Doctors’ despair drives Kenya’s medical strike
Public hospitals lack basic medicines, while private ones are the best in the continent
The first patient Cynthia Waliaula lost was a baby who stopped breathing while she carried him in her arms through the hospital, desperately trying to find an oxygen tank.
Barely out of medical school, the bright-eyed young doctor quickly learned that many of the techniques she had spent five years studying meant nothing in a world where there was neither equipment nor drugs.
Waliaula, 25, is one of thousands of Kenyan public sector doctors currently engaged in the country’s longest-ever medical strike which has dragged on for the last month and a half, demanding a tripling of salaries and better working conditions.
She said the three-month-old baby who died in her arms had pneumonia and was malnourished, but could easily have been saved with the right treatment. However, at the time, her hospital in the central Kenyan town of Isiolo had only two oxygen tanks.

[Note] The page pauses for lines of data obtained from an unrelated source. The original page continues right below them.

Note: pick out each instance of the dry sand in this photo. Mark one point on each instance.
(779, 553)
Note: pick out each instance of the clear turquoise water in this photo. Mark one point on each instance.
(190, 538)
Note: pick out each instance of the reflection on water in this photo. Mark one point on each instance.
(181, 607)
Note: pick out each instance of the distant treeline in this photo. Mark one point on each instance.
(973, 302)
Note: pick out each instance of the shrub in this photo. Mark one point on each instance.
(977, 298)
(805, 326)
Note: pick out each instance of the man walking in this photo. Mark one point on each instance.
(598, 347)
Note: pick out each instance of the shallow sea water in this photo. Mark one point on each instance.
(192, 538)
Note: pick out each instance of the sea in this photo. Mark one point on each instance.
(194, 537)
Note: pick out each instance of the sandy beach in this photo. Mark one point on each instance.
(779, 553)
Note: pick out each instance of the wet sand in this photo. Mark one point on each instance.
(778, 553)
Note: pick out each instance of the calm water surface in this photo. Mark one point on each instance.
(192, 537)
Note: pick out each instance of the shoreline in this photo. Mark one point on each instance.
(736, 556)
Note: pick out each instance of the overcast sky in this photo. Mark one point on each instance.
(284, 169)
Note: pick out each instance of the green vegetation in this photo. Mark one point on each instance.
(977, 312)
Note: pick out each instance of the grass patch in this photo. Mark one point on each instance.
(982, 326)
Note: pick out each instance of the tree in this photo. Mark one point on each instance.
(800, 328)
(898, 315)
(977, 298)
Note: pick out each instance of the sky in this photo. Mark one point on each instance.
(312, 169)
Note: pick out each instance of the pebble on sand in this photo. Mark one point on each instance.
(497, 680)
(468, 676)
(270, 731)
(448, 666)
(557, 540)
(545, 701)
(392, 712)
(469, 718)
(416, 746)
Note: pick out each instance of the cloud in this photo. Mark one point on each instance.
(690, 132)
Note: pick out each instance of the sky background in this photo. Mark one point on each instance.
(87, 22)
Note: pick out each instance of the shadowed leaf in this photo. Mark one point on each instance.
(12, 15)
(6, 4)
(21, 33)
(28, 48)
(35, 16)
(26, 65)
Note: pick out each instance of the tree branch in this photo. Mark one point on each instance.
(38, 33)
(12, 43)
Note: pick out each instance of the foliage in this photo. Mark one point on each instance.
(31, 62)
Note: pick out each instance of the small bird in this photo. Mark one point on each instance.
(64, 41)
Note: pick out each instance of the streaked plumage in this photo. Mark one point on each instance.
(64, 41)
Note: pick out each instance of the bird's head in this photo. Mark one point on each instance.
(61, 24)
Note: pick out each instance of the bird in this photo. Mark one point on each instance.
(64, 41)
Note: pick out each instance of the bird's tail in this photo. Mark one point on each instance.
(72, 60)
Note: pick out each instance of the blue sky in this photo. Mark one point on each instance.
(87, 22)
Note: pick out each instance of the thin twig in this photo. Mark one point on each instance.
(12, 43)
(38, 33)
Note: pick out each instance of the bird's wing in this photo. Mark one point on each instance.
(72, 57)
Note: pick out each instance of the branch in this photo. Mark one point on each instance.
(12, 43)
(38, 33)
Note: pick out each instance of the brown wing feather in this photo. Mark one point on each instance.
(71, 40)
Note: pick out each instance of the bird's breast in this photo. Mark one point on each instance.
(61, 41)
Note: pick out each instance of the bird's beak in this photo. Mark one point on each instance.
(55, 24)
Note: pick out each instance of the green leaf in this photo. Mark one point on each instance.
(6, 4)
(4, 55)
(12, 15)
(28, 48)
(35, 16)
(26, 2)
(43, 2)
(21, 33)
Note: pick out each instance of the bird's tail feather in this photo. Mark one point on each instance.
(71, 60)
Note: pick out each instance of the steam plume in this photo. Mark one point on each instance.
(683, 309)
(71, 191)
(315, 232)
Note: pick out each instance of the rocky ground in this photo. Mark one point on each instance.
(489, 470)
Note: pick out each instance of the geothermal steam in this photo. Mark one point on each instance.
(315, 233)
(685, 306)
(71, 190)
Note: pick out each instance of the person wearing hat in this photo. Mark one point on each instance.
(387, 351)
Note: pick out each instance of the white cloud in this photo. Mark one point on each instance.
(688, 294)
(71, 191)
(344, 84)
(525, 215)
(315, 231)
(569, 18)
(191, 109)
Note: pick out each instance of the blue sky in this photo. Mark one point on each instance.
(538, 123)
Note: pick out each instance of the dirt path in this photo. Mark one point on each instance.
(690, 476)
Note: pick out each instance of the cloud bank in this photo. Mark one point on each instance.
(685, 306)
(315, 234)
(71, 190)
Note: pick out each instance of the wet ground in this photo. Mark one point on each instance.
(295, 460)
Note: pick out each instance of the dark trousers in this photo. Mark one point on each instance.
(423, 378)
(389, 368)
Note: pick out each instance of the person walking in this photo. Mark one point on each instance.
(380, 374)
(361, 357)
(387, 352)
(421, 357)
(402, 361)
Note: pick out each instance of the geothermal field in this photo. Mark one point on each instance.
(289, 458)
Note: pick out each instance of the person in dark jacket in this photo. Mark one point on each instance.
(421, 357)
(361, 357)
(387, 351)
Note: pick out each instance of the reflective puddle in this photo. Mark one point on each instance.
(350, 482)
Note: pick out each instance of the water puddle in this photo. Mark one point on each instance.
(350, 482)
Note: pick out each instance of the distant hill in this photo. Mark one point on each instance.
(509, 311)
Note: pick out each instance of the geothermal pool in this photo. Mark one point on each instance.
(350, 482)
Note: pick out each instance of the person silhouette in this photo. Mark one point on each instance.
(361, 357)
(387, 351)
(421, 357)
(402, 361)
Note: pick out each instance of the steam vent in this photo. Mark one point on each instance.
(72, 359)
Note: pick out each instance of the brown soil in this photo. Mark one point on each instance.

Waliaula’s harrowing tales of working without even basic drugs, such as penicillin, are not isolated cases in the public sector. Meanwhile, Kenya’s private hospitals — unaffordable to much of the population — are some of the best on the continent. This week Kenyan doctors took to Twitter in a bid to explain why they are digging their heels in while public hospitals are paralysed by the strike, and why they refused a 40-percent pay rise offer.
Under the hashtag #MyBadDoctorExperience, the medics recounted experiences of being forced to work without drugs, gloves or electricity and under severe staff shortages that left many on the verge of collapse. One Twitter user, a doctor who gave only his first name, Anthony, told AFP he had once been in the middle of a caesarean section when the lights went out. “The backup generator was out of fuel. We ended up using a Nokia phone flashlight (as the) torch available had expired batteries.”
At the root of the doctors’ strike is a Collective Bargaining Agreement (CBA) agreed between government and the unions in 2013. The CBA also promises doctors continued training, a research fund, proper equipment and support staff. It additionally caps working hours at 40 hours a week and provides for overtime.
Poor salaries and working conditions have pushed Kenyan doctors to flee the public sector or go to other countries where there are better opportunities.
Kenya’s main doctors’ union, KMPDU, says Kenya has one doctor to 17,000 patients, while the World Health Organisation recommends one to 1,000.